Summary and Analysis Chapter XIX - Chaos

 

Summary

Henry returns to London in May of 1870 expecting a relaxing vacation after submitting his key essays for publication. The peaceful order of his life is turned to chaos when he receives a telegram informing him that his sister Louisa Catherine (Adams) Kuhn (1831-1870) has been thrown from a cab and injured. Tetanus has already set in when he arrives at her home in Italy. After ten days, she dies in convulsions. Having spent the Civil War years in London, Henry has not seen a great deal of death; he is profoundly affected by it. The Franco-Prussian War (1870-1871), beginning that summer, seems to echo the terrible turbulence in his soul.

Analysis

Adams is reluctant to write about his personal life in the Education and rarely shows emotion. An exception is the section of this chapter concerning the death his beloved sister, the oldest of the siblings. Allowing the reader into his troubled heart, Adams produces some of the finest writing in the book. He says that his "last lesson — the sum and term of education — began" when he learned of his sister's accident. Henry immediately travels to her home in Italy, a trip of two days; she is already dying of tetanus, an acute infectious disease that can easily be avoided today by way of inoculation. The narrator poignantly observes: "He had passed through thirty years of rather varied experience without having once felt the shell of custom broken. He had never seen nature — only her surface — the sugar-coating that she shows to youth."

This is a different Henry Adams, as a man and a writer.
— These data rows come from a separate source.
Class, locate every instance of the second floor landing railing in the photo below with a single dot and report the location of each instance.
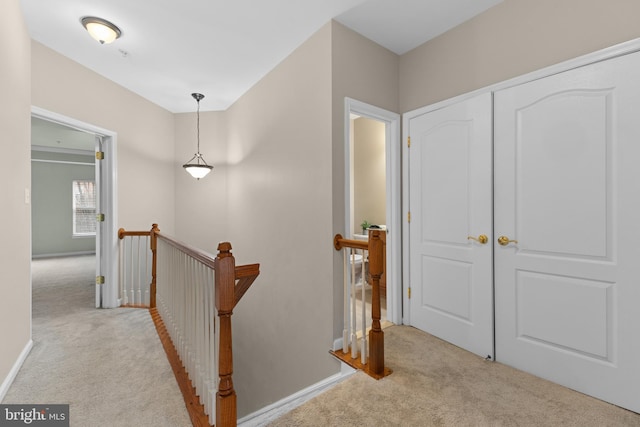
(191, 297)
(371, 255)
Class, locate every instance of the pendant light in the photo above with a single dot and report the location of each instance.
(100, 29)
(196, 166)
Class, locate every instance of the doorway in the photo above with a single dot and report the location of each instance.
(373, 186)
(83, 140)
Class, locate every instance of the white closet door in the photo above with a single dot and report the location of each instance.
(567, 189)
(450, 202)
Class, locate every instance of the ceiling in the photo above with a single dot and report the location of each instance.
(221, 48)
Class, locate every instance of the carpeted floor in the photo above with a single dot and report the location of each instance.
(108, 365)
(437, 384)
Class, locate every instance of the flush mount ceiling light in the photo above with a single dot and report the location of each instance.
(196, 166)
(101, 29)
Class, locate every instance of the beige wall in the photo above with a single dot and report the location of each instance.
(511, 39)
(15, 177)
(270, 195)
(145, 143)
(367, 72)
(369, 173)
(282, 137)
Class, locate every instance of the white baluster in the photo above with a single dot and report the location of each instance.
(345, 280)
(363, 353)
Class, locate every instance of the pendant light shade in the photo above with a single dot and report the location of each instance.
(197, 166)
(100, 29)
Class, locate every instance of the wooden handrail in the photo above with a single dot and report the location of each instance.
(231, 283)
(375, 247)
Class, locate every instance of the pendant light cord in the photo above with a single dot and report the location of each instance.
(198, 124)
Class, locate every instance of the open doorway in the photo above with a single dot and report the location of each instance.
(73, 198)
(63, 220)
(372, 166)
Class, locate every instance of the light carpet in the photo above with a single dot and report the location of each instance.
(108, 365)
(437, 384)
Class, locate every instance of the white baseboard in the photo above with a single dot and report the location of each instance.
(63, 254)
(269, 413)
(4, 388)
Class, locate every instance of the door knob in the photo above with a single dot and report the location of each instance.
(482, 239)
(504, 241)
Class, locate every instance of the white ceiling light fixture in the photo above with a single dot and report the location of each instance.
(100, 29)
(197, 166)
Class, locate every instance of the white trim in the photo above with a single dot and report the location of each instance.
(581, 61)
(45, 149)
(63, 162)
(393, 202)
(6, 384)
(270, 413)
(63, 254)
(109, 188)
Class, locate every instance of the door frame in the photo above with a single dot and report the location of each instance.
(393, 195)
(625, 48)
(109, 241)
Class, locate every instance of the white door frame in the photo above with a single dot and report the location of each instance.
(109, 243)
(393, 191)
(601, 55)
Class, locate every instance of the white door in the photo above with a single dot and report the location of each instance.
(450, 180)
(567, 189)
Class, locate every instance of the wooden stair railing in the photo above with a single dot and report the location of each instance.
(375, 247)
(231, 283)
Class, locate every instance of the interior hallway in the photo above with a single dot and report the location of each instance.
(107, 364)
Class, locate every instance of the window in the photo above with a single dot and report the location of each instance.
(84, 208)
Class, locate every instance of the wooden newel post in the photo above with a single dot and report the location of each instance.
(153, 239)
(226, 406)
(376, 336)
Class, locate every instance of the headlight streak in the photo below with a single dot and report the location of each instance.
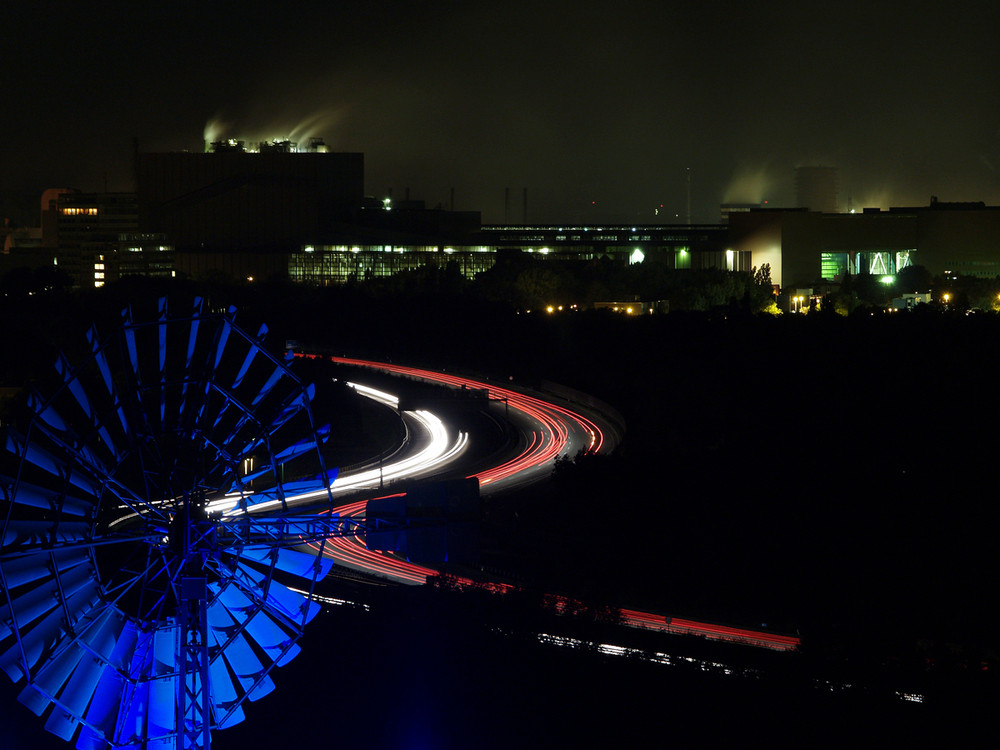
(557, 424)
(438, 452)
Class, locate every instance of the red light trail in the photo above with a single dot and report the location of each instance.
(558, 426)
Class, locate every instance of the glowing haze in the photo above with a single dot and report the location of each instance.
(596, 109)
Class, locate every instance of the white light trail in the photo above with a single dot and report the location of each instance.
(440, 450)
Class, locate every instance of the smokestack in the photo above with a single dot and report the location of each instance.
(689, 197)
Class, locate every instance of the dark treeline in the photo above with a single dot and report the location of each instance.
(819, 472)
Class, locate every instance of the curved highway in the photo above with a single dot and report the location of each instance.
(548, 430)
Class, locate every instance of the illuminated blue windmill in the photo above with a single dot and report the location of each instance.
(151, 518)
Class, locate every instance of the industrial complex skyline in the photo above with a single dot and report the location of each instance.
(598, 114)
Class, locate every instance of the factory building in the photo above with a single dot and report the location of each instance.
(804, 246)
(477, 250)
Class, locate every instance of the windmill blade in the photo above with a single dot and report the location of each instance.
(132, 616)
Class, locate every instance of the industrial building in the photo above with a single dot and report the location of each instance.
(679, 247)
(804, 246)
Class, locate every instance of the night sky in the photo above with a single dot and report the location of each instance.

With deep feeling, he contrasts his sister's tragic situation with her strong spirit, which still is as it was during the "careless fun of 1859" when he had visited her: "Hour by hour the muscles grew rigid, while the mind remained bright, until after ten days of fiendish torture she died in convulsions." Entering the body through even a minor wound, tetanus typically causes spasmodic contractions; rigidity of voluntary muscles, especially in the jaw, face and neck; and, if unabated, death. Adams faces the usual clichés regarding death, the "thousand commonplaces of religion and poetry" intended to "veil the horror." None suffices. He observes that death "took features altogether new to him. . . . Nature enjoyed it, played with it, the horror added to her charm, she liked the torture, and smothered her victim with caresses." He is overwhelmed by the contrast between death and the joy of life surrounding the scene, the vitality of friends, the "soft, velvet air, the humor, the courage, the sensual fullness of nature and man." He finds no spiritual ease, concluding, "God might be, as the Church said, a Substance, but he could not be a Person."

Henry seeks stability with friends in the Alps but sees in nature only chaos, anarchy, and purposeless force. The Franco-Prussian War soon imposes a further sense of disorder and ruin. Henry flees to Wenlock Abbey in England, taking refuge in the profound peace of contemplation with the few monks who live there. He then receives a letter from Charles William Eliot, president of Harvard University, inviting him to accept a position as assistant professor of history, coupled with editorship of the North American Review. With distinct personal reservations, but the overwhelming encouragement of family and friends, he accepts.

Glossary

rococo a style of music, architecture or decorative art characterized by profuse and delicate ornamentation, reduced scale, lightness, and grace.

atrophy a wasting away, especially of body tissue, due to disuse or lack of nutrition.

abate to make less in amount or degree.

affiches (French) posters, placards.

tour de force (French) feat of strength; an unusually skilled creation or performance.